It is known as the most common cancer-causing protein, and is directly responsible for 30 per cent of all cases.
Indirectly, it is involved in virtually all forms of the disease.
For more than 30 years, scientists have failed to successfully target the protein, known as Ras.
But now, researchers at the University of Toronto have discovered a way to ‘switch off’ Ras, using an experimental drug.
Their findings could prove to be a turning point in the fight against cancer.
Professor Michael Ohh, from the university’s Faculty of Medicine, said: ‘For several decades, scientists have tried to turn off a protein called Ras.
‘But despite their efforts, we ultimately haven’t seen much progress.
‘In fact, it’s been coined the “undruggable” protein.’
Normally, Ras promotes cell growth.
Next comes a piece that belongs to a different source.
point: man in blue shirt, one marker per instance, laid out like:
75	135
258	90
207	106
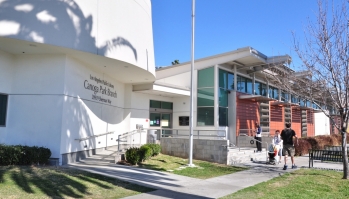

But the protein can also cause uncontrolled cell growth when mutated or deregulated.
As a result, it is a key player in many forms of cancer and is mutated in more than 90 per cent of pancreatic tumours – one of the deadliest forms of the disease.
Professor Ohh and his team discovered another protein, called SHP2 was effective in turning off Ras.
He said: ‘Our lab is known for another area of cancer biology.
‘But on the request from a colleague, we entered the Ras field about five years ago to study mutations in a rare form of childhood leukaemia.
‘We were surprised to find that nobody had identified SHP2 as a switch that regulates Ras, that it could be targeted.’
Working with researchers from Indiana University and Toronto’s University Health Network, the team tested a SHP2 inhibitor on mice with glioblastoma – the most common and aggressive type of brain cancer.
The scientists were shocked to find the inhibitor drug reduced the tumours by more than 80 per cent.
‘The inhibitors’ results were incredible — we were shocked,’ said Professor Ohh. ‘Nothing has had the same effect.’
The researchers’ findings were recently published in Nature Communications.
Next, the team will work with a cancer surgeon at the University of North Carolina to treat mice that have human pancreatic tumours.
If the SHP2 inhibitor is effective, the researchers will use this evidence to support future human clinical trials.
Yoshihito Kano, co-author of the paper, who worked with primary author Severa Bunda, said: ‘In addition to being a researcher, I’m also a gastroenterologist and I see a lot of patients with pancreatic cancer.
‘These patients usually die within one year, even with chemotherapy, so this drug could potentially change my patients’ lives.’
While their research is in the early stages, Professor Ohh and his team hope their discovery will open up new perspectives in the field and potentially change cancer treatment,
He added: ‘By better understanding how this cancer-causing protein works, we hope to target it much more precisely than before.
‘At the end of the day, we want other researchers to build on our fundamental discovery, providing more options for patients.’